432
Правда, за последние тридцать лет было много сделано для осведомления европейского общества о положении Турции. Немецкие филологи и критики познакомили нас с ее историей и литературой, английские уполномоченные и английские торговцы собрали много данных о социальном положении империи. Но для наших премудрых дипломатов вся эта литература не существует, и они упорно цепляются за традицию, которая создалась изучением восточной сказочной литературы и дополняется не менее чудесными сказками, пускаемыми в оборот продажной бандой бессовестных греческих наемников.
…у меня чертовски мало времени… К тому же я должен, наконец, покончить со своими славянскими занятиями. Прежним дилетантским способом я в течение года ни к чему не пришел, а так как я уже раз начал эту историю и слишком далеко зашел, чтобы бросить ее, то я должен теперь регулярно заниматься этим некоторое время. Я две недели прилежно занимался русским языком и порядочно освоился теперь с грамматикой, еще два-три месяца дадут мне необходимый запас слов, и потом я смогу приступить к чему-нибудь другому. Со славянскими языками я должен в этом году покончить, и, au fond [в сущности], они совсем не так трудны. Помимо лингвистического интереса, который это имеет для меня, сюда присоединяется то соображение, что при ближайшем государственном перевороте, по крайней мере, хоть один из нас будет знать языки, историю, литературу и детали социальных учреждений как раз тех народов, с которыми придется немедленно вступить в конфликт.

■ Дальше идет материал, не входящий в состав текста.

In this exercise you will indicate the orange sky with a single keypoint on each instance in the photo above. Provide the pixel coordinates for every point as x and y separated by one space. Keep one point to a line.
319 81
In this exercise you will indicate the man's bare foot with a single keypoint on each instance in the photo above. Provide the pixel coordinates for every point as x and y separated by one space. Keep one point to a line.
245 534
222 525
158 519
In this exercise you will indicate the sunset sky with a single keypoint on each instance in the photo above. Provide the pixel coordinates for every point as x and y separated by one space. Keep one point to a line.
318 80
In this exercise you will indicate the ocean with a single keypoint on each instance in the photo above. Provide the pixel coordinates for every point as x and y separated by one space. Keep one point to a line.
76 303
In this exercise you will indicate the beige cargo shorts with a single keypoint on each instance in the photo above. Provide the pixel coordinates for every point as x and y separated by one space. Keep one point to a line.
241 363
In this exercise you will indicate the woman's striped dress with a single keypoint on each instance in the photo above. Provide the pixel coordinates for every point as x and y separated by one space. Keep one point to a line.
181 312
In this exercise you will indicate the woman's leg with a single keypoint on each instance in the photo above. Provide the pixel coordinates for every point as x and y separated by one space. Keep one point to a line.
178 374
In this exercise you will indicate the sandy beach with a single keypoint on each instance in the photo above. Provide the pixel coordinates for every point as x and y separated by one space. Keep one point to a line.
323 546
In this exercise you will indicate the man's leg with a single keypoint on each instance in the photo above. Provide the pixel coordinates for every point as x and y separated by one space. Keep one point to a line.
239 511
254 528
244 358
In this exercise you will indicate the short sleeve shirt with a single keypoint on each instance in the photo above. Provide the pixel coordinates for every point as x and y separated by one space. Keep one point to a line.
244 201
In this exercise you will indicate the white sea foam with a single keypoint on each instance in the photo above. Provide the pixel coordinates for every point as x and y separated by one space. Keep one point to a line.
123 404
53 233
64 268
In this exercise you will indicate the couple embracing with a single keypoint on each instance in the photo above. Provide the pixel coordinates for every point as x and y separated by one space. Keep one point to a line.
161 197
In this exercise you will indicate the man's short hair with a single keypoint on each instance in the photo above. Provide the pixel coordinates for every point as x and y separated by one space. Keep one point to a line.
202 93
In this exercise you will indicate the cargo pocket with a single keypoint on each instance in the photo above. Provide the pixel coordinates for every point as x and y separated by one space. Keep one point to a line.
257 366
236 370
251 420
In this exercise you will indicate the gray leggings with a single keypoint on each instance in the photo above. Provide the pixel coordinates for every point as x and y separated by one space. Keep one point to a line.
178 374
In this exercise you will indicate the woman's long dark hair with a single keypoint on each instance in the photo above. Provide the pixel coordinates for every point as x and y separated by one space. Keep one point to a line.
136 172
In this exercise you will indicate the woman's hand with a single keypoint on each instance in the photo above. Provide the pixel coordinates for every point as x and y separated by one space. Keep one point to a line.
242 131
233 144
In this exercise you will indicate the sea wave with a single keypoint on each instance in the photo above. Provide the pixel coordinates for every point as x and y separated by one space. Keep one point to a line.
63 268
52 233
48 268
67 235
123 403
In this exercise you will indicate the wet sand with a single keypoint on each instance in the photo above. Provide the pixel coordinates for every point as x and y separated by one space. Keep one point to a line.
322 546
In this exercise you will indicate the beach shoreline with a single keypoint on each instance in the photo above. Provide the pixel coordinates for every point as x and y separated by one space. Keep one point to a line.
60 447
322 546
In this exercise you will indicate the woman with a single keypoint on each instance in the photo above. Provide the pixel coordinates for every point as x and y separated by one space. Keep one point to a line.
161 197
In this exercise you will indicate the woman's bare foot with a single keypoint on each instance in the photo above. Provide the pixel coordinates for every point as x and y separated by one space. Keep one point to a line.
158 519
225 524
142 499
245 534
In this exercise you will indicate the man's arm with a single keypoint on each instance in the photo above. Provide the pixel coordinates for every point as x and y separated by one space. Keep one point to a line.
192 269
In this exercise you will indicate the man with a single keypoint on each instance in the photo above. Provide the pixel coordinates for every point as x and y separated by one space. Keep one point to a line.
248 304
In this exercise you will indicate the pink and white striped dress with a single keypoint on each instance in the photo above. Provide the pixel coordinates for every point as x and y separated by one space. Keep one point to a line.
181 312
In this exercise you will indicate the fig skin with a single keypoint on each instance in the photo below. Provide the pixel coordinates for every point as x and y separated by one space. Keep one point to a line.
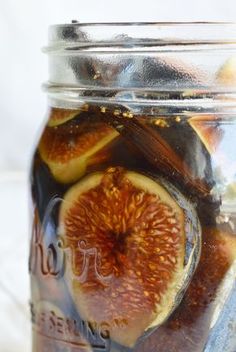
208 130
143 279
187 329
58 116
70 148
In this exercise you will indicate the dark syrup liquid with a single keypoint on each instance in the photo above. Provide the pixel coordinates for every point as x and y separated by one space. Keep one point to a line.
164 148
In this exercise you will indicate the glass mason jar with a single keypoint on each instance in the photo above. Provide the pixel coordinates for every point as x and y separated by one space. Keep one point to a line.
133 245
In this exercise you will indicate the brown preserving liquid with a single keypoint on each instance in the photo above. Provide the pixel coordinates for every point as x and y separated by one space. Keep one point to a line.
130 245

Собственно говоря, Бакунин достиг кой-чего только благодаря тому, что ни один человек не знал русского языка. И старый панславистский dodge [обман], превращающий древнеславянскую общинную собственность в коммунизм и изображающий русских крестьян прирожденными коммунистами, опять очень широко распространится.
►(Ф. Энгельс. Письмо К. Марксу 18/I 1852 г. – К. Маркс и Ф. Энгельс. Соч., XXI, 341 – 342. 1932 г. // 28, 30 – 31.)
433
Из прилагаемой записки ты увидишь, что П[ипер] сделал не мало весьма грубых промахов – ошибок грамматических и стилистических, разумеется, я не подсчитывал.
Ты можешь это ему показать, если считаешь полезным, но если бы это могло дать ему повод отказаться от перевода, то лучше ему не показывать. Если бы он стал ворчать по поводу отдельных корректур, то ты всегда можешь этим воспользоваться, чтобы показать ему его недостатки.
►(Ф. Энгельс. Письмо К. Марксу 23/IX 1852 г. – Там же, 409 // 28, 113.)
434
Английский язык не только хорош, он прямо блестящ. Кое-где не совсем удачно вплетено несколько ходячих словечек, но это зато все, что можно сказать плохого о твоей статье. Пипера там почти не видно, и я не могу понять, зачем он тебе еще нужен.
►(Ф. Энгельс. Письмо К. Марксу 1/VI 1853 г. – Там же, 487 // 28, 212.)
435
Похвала, расточаемая тобой моему «юному» английскому языку, подействовала на меня весьма ободряюще. Мне нехватает, во-первых, грамматической уверенности, а, во-вторых, ловкости в тех второстепенных оборотах, без которых, однако, немыслимо живо писать.
►(К. Маркс. Письмо Ф. Энгельсу 2/VI 1853 г. – Там же, 488 // 28, 213.)
436
Раз я уже все равно на несколько недель застрял в этих восточных делах, то я воспользовался случаем, чтобы изучить персидский язык.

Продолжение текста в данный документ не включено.